After taking a look in `bluepill.ko` using IDA, we found the a part of the function `<pill_choice>` to be of interest. It involves something called `"init_task"`.

![The goal : init_task](./img/sctf2018_bluepill_goal.png)

We are new to kernel modules, so we weren't so sure what it does. We knew it had to be the goal because of the string it prints.

> [BLUEPILL] You made the right choice! Now see the world for what it really is ..................... !\n

I renamed the string variable `success_msg` in IDA. That's why you see `<printk>` in the screenshot of the flow graph above.

Thus, we researched into what `"init_task"` does.

> The swapper process [pid=0] is initialized in arch/arm/kernel/init_task.c by the macro INIT_TASK.
>
> --[Stack Overflow](https://stackoverflow.com/questions/2511403/in-the-linux-kernel-where-is-the-first-process-initialized)

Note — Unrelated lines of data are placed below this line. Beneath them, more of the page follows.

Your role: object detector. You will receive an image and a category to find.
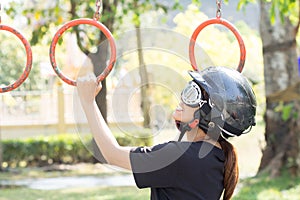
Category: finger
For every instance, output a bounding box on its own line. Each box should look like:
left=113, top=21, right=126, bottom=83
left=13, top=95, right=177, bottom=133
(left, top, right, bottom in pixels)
left=95, top=82, right=102, bottom=96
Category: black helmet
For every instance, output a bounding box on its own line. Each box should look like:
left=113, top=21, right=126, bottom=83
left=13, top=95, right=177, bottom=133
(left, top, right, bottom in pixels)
left=189, top=67, right=256, bottom=138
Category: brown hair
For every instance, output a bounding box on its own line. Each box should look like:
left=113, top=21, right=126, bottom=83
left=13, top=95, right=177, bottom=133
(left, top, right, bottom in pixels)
left=219, top=137, right=239, bottom=200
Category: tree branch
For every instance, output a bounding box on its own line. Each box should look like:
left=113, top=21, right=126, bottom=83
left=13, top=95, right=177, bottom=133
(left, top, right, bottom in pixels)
left=70, top=0, right=91, bottom=55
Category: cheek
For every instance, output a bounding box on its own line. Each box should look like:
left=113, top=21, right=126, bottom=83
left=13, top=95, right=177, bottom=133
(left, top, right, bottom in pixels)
left=173, top=111, right=193, bottom=122
left=172, top=110, right=182, bottom=121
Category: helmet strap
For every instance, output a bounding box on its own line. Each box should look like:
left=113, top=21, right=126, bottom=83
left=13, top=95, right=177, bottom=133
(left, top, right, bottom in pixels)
left=178, top=114, right=199, bottom=142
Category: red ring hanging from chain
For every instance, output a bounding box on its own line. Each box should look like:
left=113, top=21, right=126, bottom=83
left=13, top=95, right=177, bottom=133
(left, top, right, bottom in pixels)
left=0, top=25, right=32, bottom=93
left=189, top=17, right=246, bottom=72
left=50, top=18, right=116, bottom=86
left=49, top=0, right=117, bottom=86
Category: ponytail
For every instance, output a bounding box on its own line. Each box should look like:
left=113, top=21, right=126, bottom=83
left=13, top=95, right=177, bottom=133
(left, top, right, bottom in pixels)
left=219, top=138, right=239, bottom=200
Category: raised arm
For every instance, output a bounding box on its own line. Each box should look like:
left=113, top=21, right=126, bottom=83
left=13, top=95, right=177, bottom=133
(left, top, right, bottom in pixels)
left=77, top=74, right=131, bottom=170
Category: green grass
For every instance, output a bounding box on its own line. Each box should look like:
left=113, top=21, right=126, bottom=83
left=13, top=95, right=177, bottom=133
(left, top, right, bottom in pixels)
left=233, top=175, right=300, bottom=200
left=0, top=187, right=150, bottom=200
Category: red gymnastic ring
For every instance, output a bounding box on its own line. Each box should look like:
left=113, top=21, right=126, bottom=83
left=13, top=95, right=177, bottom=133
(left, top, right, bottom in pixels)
left=189, top=18, right=246, bottom=72
left=0, top=25, right=32, bottom=93
left=50, top=18, right=116, bottom=86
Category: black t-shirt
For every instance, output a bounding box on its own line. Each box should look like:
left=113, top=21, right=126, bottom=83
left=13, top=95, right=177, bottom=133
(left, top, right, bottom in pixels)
left=130, top=141, right=225, bottom=200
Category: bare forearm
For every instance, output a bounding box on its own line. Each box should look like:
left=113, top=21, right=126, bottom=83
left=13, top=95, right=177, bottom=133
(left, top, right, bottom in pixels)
left=83, top=102, right=131, bottom=169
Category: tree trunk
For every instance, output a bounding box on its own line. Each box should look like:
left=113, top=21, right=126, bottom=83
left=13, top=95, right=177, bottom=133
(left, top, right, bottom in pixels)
left=259, top=0, right=300, bottom=177
left=135, top=25, right=151, bottom=128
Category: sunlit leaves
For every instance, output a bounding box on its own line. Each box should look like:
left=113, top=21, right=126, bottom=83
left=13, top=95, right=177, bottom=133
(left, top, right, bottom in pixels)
left=237, top=0, right=299, bottom=24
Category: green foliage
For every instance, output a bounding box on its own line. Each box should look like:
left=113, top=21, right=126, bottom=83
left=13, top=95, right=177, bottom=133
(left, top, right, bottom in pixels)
left=0, top=186, right=150, bottom=200
left=275, top=102, right=298, bottom=121
left=2, top=134, right=151, bottom=167
left=233, top=174, right=300, bottom=200
left=237, top=0, right=299, bottom=24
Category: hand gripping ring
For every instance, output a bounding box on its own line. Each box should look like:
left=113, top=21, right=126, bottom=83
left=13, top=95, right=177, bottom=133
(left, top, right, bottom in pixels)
left=189, top=18, right=246, bottom=72
left=50, top=18, right=116, bottom=86
left=0, top=25, right=32, bottom=93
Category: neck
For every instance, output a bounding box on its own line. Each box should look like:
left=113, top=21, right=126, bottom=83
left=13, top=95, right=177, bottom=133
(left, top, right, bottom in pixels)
left=186, top=127, right=210, bottom=142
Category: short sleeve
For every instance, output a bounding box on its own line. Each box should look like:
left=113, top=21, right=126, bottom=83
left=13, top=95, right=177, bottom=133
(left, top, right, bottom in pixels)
left=130, top=142, right=186, bottom=188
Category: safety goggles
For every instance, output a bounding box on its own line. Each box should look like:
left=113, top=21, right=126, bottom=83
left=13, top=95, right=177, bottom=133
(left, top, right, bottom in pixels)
left=181, top=81, right=207, bottom=108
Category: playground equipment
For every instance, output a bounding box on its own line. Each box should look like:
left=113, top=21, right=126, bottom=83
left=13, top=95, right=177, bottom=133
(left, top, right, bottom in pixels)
left=50, top=0, right=116, bottom=86
left=189, top=0, right=246, bottom=72
left=0, top=0, right=246, bottom=90
left=0, top=4, right=32, bottom=93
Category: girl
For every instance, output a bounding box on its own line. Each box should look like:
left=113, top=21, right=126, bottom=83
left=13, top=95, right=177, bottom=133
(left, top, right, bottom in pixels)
left=77, top=67, right=256, bottom=200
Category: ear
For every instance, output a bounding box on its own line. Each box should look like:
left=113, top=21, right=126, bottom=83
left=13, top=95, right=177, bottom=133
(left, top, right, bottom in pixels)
left=189, top=119, right=199, bottom=128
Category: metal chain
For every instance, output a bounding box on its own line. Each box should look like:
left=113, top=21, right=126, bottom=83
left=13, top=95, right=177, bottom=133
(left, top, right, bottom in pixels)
left=216, top=0, right=222, bottom=18
left=0, top=3, right=2, bottom=24
left=94, top=0, right=103, bottom=21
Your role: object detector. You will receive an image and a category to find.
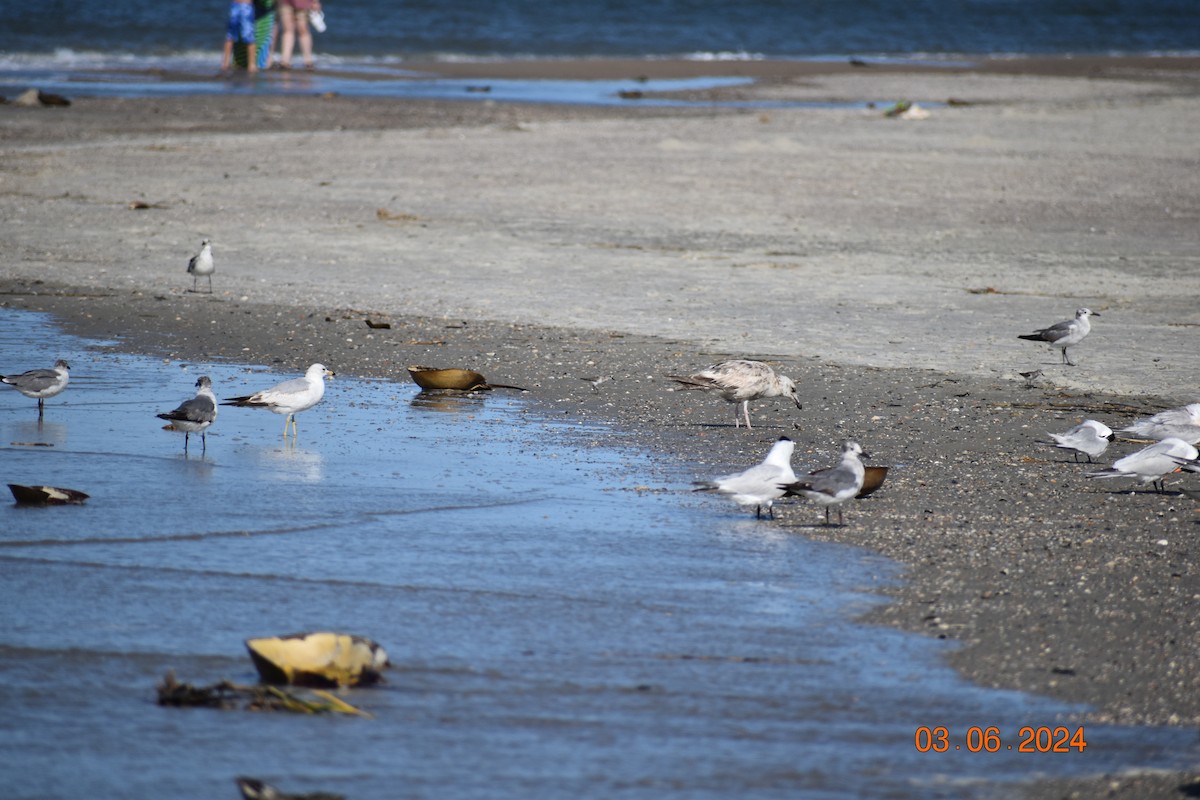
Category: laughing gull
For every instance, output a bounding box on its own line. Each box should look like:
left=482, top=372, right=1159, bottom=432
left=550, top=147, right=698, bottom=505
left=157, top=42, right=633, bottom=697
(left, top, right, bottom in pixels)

> While in kernel mode, the process will have root (i.e., administrative) privileges and access to key system resources.
>
> -- [Kernel Mode definition](http://www.linfo.org/kernel_mode.html)

> There are two tasks with specially distinguished process IDs: swapper or sched has process ID 0 and is responsible for paging, and is actually part of the kernel rather than a normal user-mode process.
>
> -- [Wikipedia](https://en.wikipedia.org/wiki/Process_identifier)

Since the swapper process is part of the kernel, it has kernel privileges and thus will give us access to `flag`. (We aren't sure if that is the truth, but it seems like a logical deduction). Now, we have to find out how to get to this part of the function `<pill_choice>`.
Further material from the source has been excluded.